Melania Trump was astonished when she saw Harp late at night in Trump’s private rooms at Mar-a-Lago, which was usually off-limits to the public.
Isenstadt said Harper wanted to send Trump some documents quickly rather than in the morning.
In Michael Wolff’s new Trump book, the “Natalie situation” became so serious that Secret Service agents considered her “a potential danger to herself as well as to the president.”
Isenstadt wrote that Harp entered Trump’s unoccupied bedroom on “Trump Force One” while it was a decoy.
Nickname change
One may think calling Natalie a “walking printer” is harsh, while others see it as a compliment to her dedication.
Natalie was called “Fatal Attraction” by rivals who compared her to Glenn Close’s psychotic character Alex Forrest due to Harp’s devotion during the campaign.
“Before long, Trump advisers jokingly began to compare Harp to Alex Forrest, Glenn Close’s Fatal Attraction character,” Isenstadt writes in his book.
“Forrest became obsessed with a married man and broke into his house and boiled the family’s pet rabbit in the film’s most memorable scene,” he said.
Trump brought Harp from Florida to the White House despite her behavior, which sources called the campaign’s biggest “migraine.”
“Harp was his Girl Friday,” Isenstadt wrote.

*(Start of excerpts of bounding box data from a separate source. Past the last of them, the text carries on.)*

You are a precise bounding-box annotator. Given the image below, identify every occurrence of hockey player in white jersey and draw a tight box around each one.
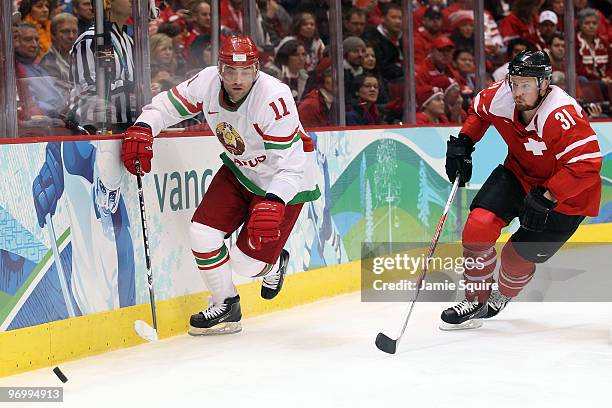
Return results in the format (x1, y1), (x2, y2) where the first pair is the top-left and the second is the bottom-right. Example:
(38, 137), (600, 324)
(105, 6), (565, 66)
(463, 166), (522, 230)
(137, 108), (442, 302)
(121, 36), (320, 335)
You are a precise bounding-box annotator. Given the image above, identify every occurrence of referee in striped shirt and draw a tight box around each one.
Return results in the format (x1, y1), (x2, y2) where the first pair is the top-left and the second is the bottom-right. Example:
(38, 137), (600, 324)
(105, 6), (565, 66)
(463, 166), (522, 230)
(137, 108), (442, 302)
(70, 0), (135, 132)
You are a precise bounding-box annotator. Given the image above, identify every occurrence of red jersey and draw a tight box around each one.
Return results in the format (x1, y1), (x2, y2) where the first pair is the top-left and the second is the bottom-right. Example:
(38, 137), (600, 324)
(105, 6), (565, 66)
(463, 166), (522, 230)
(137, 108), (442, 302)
(461, 81), (602, 216)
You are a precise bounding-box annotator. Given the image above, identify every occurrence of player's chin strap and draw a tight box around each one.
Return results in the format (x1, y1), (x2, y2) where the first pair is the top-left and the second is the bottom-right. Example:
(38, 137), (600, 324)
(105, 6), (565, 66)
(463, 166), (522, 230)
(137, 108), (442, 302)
(149, 0), (159, 21)
(533, 77), (550, 109)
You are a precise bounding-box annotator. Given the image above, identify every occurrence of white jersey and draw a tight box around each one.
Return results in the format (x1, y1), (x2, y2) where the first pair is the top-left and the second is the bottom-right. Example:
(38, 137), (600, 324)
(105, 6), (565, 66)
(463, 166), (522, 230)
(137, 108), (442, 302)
(137, 66), (321, 204)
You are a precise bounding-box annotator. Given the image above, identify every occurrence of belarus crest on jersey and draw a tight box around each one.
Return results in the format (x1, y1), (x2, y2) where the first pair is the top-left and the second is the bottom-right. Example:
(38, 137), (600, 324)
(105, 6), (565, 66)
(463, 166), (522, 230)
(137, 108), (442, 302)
(215, 122), (244, 155)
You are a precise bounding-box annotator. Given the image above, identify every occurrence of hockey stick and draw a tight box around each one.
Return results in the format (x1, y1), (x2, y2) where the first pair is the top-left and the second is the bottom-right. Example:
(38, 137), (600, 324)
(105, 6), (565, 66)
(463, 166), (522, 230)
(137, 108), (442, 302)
(134, 160), (159, 341)
(45, 214), (75, 317)
(376, 174), (460, 354)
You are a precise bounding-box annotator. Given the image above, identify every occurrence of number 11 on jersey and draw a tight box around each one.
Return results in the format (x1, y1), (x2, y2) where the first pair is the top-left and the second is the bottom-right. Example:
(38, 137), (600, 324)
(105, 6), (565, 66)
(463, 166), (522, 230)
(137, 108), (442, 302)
(270, 98), (289, 120)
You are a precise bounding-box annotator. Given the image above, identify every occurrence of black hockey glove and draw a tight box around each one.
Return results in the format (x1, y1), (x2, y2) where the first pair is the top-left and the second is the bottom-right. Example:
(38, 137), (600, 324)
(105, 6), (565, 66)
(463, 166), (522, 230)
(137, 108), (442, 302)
(519, 186), (557, 232)
(446, 133), (474, 187)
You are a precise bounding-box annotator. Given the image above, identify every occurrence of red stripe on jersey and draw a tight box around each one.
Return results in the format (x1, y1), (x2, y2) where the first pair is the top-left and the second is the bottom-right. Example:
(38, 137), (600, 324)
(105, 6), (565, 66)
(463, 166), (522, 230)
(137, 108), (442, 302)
(253, 123), (298, 142)
(191, 247), (223, 259)
(171, 87), (202, 113)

What if Trump posted a flame-throwing Truth Social post? Natalie sent it through. If he wanted to read a Trump-aligned media outlet’s fawning but factually questionable story? Natalie printed it. If Trump wanted to send a Republican congressman a random news article? Natalie texted it to them, the author said.
”As much as those in the senior ranks wanted Natalie gone, they knew she was unfireable,” he said.